Kidney stones are more common among men, obese people, and those who have diabetes. Smaller kidney stones usually don’t show any symptoms. People might not even notice something is amiss until the stone moves into the ureter (the tube through which the urine travels to move from the kidney to the bladder).
Here are a few signs and symptoms of kidney stones
- Pain or Burning During Urination
Once the kidney stone reaches between the ureter and bladder, it starts to feel pain when a person urinates. The pain may also cause a burning sensation.
Some people who do not know that they have a kidney stone, often confuse it with a urinary tract infection. Sometimes, a person may also have an infection along with the stone.
- Blood in the Urine
Blood passing in the urine is a very common symptom among people suffering from urinary tract stones. The condition is also known as Hematuria. The blood can be either pink, red, or brown.
- Pain in the Belly, Side, or Back
None can deny the fact that kidney stone pain is one of the most severe types of pain one can imagine. Some of the people who’ve experienced kidney stones say that it is nothing less than getting stabbed or giving birth to a child. In fact, the pain is severe enough to account for uncountable visits to emergency rooms each year.
The pain often starts all of a sudden and as the stone moves, the pain changes its intensity and intensity.
Kidney stone pain is generally felt along the side and back, below the ribs. However, the pain radiates to your belly and groin area as the stone moves down through your urinary tract.
Large stones are usually considered to be more painful than the smaller ones. However, the intensity of the pain doesn’t relate to the size. Even a little stone can cause intense pain as it moves or causes a blockage.
- Smelly/Cloudy Urine
When you pass away healthy urine, it is clear and does not put off a strong odor. When the urine smells foul or feels cloudy, it might be a sign of infection in the kidneys or another part of the urinary tract.
A study found that around 8 percent of people with kidney stones suffer from urinary tract infections.

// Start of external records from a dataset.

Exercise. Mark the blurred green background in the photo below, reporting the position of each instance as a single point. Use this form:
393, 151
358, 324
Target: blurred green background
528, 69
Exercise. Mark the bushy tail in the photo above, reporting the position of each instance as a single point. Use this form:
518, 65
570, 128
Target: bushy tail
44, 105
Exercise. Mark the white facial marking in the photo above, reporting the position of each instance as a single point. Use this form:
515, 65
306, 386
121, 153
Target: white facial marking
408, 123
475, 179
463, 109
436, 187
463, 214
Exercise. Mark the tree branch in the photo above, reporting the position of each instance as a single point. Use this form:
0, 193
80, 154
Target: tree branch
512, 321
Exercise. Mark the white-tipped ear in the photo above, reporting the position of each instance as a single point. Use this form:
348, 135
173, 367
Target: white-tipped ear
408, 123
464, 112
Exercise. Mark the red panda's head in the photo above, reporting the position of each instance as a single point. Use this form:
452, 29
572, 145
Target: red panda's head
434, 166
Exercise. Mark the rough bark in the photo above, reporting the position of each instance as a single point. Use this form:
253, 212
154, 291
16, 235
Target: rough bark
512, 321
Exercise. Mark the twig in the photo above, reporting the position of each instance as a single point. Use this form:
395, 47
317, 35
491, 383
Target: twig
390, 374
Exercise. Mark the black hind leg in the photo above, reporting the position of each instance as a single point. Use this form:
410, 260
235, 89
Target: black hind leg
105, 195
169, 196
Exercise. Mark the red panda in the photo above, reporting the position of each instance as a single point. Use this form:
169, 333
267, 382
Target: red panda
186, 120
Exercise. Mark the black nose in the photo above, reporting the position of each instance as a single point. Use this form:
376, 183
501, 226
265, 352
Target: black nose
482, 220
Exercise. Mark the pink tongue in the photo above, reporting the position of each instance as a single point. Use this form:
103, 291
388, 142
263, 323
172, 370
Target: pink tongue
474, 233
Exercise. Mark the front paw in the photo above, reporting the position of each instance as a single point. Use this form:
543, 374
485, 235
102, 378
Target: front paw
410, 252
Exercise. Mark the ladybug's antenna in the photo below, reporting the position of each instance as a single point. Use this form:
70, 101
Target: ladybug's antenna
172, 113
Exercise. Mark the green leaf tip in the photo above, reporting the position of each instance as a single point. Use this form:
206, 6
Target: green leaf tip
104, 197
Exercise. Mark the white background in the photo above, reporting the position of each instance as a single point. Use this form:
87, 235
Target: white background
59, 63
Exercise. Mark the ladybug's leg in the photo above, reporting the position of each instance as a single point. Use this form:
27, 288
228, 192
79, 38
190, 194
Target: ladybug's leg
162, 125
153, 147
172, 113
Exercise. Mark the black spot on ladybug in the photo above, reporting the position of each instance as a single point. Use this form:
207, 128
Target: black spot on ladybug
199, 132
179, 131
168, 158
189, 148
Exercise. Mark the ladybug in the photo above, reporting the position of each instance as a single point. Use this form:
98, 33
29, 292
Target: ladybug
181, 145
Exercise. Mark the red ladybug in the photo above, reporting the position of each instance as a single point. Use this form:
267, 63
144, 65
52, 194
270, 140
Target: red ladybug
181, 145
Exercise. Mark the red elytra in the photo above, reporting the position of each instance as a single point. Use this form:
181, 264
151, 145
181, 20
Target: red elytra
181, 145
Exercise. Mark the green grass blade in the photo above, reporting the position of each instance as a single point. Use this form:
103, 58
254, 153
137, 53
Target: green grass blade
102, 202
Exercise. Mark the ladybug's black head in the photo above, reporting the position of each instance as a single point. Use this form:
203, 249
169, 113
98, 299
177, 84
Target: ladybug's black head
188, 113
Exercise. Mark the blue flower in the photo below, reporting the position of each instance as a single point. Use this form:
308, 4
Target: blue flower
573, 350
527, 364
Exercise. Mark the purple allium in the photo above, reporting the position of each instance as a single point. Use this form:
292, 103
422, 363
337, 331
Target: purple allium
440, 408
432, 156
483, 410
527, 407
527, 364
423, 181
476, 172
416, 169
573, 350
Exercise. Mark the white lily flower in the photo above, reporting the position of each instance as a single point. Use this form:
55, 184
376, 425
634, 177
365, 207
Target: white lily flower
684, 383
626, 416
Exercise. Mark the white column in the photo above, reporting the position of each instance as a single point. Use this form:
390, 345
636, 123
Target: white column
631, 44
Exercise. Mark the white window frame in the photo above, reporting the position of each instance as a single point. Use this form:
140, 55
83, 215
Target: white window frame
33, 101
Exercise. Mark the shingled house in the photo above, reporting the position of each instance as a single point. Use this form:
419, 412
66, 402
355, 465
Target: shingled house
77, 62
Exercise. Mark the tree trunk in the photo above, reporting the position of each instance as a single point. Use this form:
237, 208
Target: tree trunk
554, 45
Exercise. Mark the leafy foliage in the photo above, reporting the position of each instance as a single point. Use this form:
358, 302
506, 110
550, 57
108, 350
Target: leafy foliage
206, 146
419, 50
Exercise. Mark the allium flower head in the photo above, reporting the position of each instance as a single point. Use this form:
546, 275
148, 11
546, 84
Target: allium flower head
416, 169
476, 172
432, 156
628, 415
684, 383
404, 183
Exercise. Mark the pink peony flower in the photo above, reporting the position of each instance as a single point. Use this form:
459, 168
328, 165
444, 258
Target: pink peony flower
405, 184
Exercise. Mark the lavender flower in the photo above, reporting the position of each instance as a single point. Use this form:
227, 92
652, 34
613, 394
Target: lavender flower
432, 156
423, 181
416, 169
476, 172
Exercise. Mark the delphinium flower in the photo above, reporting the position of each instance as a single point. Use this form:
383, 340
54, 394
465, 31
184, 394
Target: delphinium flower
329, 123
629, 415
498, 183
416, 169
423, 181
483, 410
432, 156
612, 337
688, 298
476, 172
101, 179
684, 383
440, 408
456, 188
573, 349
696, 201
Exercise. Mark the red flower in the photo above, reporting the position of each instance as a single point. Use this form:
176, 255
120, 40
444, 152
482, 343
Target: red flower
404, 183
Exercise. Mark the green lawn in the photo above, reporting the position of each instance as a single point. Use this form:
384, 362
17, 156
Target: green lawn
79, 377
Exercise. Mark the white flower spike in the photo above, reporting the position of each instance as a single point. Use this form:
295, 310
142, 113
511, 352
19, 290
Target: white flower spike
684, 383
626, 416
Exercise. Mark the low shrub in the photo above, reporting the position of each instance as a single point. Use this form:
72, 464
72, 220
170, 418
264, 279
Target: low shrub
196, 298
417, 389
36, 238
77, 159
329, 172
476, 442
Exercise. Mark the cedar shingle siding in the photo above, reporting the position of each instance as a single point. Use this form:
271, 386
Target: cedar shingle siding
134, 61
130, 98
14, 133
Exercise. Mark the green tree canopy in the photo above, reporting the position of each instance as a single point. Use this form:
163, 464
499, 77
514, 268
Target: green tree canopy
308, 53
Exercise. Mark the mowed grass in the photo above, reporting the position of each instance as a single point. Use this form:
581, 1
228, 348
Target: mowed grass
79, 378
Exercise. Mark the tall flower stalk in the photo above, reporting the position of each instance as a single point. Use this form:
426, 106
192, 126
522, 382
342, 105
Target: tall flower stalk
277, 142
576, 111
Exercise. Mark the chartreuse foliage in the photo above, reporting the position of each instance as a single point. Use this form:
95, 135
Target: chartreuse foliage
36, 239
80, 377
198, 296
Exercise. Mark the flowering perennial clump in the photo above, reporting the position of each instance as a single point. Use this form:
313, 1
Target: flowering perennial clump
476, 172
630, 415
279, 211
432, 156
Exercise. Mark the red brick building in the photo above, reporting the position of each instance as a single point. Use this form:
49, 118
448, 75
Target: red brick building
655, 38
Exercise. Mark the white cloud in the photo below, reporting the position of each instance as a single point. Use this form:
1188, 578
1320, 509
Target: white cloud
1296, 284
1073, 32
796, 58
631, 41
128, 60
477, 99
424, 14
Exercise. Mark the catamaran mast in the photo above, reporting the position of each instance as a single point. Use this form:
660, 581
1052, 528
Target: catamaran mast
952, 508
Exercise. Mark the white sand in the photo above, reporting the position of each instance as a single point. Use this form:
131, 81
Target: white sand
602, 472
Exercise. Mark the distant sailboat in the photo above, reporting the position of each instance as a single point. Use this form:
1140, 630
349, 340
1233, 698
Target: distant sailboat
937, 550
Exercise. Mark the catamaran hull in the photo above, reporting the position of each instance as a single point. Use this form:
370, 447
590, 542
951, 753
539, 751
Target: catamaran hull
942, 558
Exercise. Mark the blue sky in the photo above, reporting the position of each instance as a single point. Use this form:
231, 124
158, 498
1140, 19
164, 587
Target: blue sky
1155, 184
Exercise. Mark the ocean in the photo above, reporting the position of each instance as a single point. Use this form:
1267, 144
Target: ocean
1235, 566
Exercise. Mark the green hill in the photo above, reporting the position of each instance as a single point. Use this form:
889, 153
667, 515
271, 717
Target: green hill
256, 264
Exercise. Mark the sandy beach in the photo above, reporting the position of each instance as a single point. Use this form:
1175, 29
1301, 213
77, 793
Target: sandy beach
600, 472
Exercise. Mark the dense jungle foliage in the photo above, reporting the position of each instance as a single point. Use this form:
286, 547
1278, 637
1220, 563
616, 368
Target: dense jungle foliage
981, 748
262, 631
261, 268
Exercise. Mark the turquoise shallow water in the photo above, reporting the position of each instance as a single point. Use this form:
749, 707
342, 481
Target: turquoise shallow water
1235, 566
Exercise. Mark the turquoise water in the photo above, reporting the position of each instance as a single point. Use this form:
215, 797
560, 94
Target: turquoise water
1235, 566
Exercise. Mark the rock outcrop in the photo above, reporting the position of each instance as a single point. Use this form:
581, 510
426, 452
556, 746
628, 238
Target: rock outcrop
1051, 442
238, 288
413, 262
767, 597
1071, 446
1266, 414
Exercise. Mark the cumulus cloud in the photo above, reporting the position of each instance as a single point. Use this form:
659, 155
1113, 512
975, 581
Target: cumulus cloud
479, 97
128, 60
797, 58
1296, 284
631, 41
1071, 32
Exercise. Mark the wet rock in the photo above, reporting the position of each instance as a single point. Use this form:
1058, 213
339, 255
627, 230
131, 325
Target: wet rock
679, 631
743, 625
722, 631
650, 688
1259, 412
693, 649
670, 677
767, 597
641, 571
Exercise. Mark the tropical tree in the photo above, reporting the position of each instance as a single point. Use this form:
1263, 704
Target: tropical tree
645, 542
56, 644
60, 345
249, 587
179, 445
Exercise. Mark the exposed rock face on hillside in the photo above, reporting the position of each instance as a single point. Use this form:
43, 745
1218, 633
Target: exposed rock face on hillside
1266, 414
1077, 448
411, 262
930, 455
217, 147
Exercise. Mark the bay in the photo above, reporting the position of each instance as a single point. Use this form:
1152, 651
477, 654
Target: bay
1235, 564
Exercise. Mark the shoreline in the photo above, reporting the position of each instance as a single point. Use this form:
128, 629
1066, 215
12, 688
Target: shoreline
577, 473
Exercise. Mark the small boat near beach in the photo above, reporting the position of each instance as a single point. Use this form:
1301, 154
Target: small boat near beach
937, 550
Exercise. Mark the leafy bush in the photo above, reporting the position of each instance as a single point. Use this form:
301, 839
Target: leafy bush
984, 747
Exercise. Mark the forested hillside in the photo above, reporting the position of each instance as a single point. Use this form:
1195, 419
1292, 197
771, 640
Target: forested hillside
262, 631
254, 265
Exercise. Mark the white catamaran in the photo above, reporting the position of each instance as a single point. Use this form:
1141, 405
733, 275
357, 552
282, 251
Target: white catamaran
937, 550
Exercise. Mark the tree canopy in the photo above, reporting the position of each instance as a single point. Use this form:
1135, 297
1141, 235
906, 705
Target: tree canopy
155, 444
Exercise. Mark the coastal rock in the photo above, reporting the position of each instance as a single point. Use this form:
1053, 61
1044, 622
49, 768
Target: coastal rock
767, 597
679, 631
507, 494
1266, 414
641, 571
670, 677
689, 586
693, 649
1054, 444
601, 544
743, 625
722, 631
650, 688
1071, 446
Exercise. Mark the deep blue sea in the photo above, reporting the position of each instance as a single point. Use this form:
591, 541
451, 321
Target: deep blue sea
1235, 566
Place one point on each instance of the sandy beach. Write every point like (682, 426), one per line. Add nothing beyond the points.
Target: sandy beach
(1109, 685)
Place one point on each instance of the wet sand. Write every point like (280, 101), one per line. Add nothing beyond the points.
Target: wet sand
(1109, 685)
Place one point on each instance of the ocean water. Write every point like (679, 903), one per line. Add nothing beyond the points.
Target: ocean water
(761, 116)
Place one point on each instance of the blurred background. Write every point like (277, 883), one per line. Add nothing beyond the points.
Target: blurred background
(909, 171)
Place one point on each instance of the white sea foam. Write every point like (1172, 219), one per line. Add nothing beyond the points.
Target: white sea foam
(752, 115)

However, cloudiness in the urine signifies pus in the urine. The smell may come due to the presence of bacteria that cause UTI. An odor may also come from a urine that is more concentrated.
- Vomiting and Nausea
Vomiting and nausea are very common among people with kidney stones. These symptoms occur due to the shared nerve connections between GI tract and kidneys. Stones in the kidneys may trigger the nerves in the GI tract, which will eventually lead to an upset stomach.
- Fever and Chills
Fever and chills often is a sign that a person may be having an infection in the kidney or in any other part of the urinary tract. It may also be a sign of any other serious health problem besides stones.
The bottom line
As told above, kidney stones are hard collections of minerals and salts that take place in the kidneys and may travel to other parts of the urinary system.
Stones cause symptoms like pain, trouble urinating, cloudy or smelly urine, nausea & vomiting, and fever with chills. While some stones may pass on their own, others may require treatment to get removed or break them up.